The principal function of fossil fuels is to produce energy or heat. In households, they are often burned to produce heat while in large industries, huge amounts of energy are obtained to either provide power to millions of engines inside or the whole industries themselves.
Basically, our physical existence is responsible for the creation of fossil fuels. The living becomes dead, decomposition begins on its body, the old elements and compounds get deleted while new materials right out of the very Nature herself, are added and mixed, and result in the formation of the one thing that is driving us to the future.
However, since this geological process can span from thousands to millions of years depending on the type of fossil fuel, and the applications of mostly every natural fuel are already embedded in our lives, because these are non-renewable resources, we are rapidly running out of them; we still have plenty but we might not within the next few decades, a valid reason why they are titled as ‘Gold’ and in reality, they are even more valuable than that.

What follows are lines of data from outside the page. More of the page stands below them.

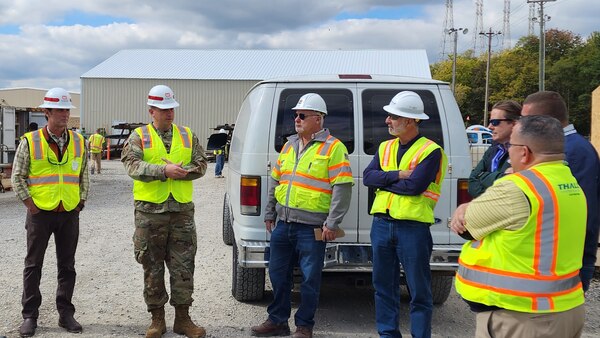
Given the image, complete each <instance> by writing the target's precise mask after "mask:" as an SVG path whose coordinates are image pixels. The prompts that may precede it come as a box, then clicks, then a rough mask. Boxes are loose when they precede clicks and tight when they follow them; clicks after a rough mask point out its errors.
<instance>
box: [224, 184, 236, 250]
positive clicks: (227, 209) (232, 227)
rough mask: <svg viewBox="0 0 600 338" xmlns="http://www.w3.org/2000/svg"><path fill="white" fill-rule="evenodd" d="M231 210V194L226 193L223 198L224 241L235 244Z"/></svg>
mask: <svg viewBox="0 0 600 338" xmlns="http://www.w3.org/2000/svg"><path fill="white" fill-rule="evenodd" d="M231 218H232V217H231V211H230V210H229V195H228V194H225V197H224V199H223V243H225V244H227V245H231V244H233V241H234V236H233V222H232V219H231Z"/></svg>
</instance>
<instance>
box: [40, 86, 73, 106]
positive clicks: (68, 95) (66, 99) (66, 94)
mask: <svg viewBox="0 0 600 338" xmlns="http://www.w3.org/2000/svg"><path fill="white" fill-rule="evenodd" d="M39 108H50V109H52V108H56V109H72V108H75V106H74V105H73V103H72V102H71V94H69V92H68V91H66V90H64V89H62V88H52V89H50V90H49V91H48V92H46V95H44V103H42V104H41V105H40V106H39Z"/></svg>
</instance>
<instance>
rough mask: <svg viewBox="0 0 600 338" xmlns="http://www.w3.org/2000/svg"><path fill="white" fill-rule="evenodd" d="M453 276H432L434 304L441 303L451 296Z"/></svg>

Consequences of using up fossil fuels
Statistically, energy consumption continues to increase every year; practically, that’s an understatement. Theoretically, a future has been widely acknowledged where we will run out of oil by the year 2052, gas by 2060, and coal by 2090. We are consuming fossil fuels while staying oblivious to the fact that they are a limited resource.
One of the first major usages of fossil fuels in the world is electricity generation. When a country desires to develop itself economically, it must ensure that every corner among itself has access to electricity; the better the electricity in the country, the higher will be its economy. To do that, the country will have to be able to place electricity generators as many as possible.

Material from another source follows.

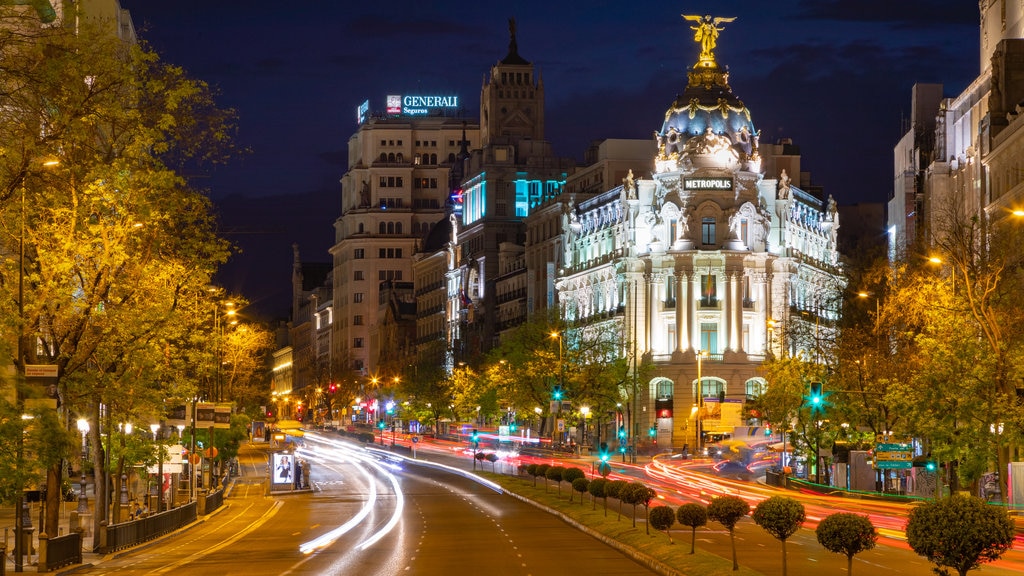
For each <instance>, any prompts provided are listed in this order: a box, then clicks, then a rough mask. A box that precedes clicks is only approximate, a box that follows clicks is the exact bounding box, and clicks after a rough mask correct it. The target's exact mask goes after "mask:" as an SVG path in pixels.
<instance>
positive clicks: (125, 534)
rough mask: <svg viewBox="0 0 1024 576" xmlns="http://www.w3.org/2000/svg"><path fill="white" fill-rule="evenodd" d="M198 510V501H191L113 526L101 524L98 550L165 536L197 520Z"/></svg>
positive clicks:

However, electricity generators consume enormous amounts of natural gas. And extracting gas is an expensive job itself, only active in countries such as the US, China, or India. Moreover, other forms of electricity generation like hydro-turbines, wind turbines, or solar panels have not reached the required level yet to be established worldwide. At this rate, we will lose both the power and its source, eventually returning to the old ages for good.
One of the most popular and plausible ways yet to avoid this nightmare is replacing natural gas, the world’s leading fossil fuel in use at present, with biomass.
Why biomass is a better alternative to natural gas
Biomass is an organic material that is derived from plants or animals. The material can either be gasified to use as heat energy or liquified to convert it into a fuel that can be stored or transported. Examples include wood, forest wastes, farms, or yards.
Whatever biomass is or however it is used, the real question arises when compared to its predecessor, the natural gas. Is biomass better than natural gas? No, they are equally matched in terms of their efficiency. So why biomass is still considered a better alternative to natural gas?
If we look at the examples above, we will notice that they are significantly limitless in the world; that’s because they are renewable. They are evenly distributed all around the world, unlike finite fossil fuel resources. Furthermore, the burning of natural gas produces substances that are responsible for many environmentally hazardous situations like global warming. Biomass fuel, on the other hand, can be turned into environmentally friendly using different technologies.
The use of biomass has not been practical in the modern world yet, it is used more traditionally. However, concerned countries like India and Japan are emphasizing the increase in the use of biomass fuels. Shifting from natural gas to biomass fuel will be a massive step towards a more sustainable future.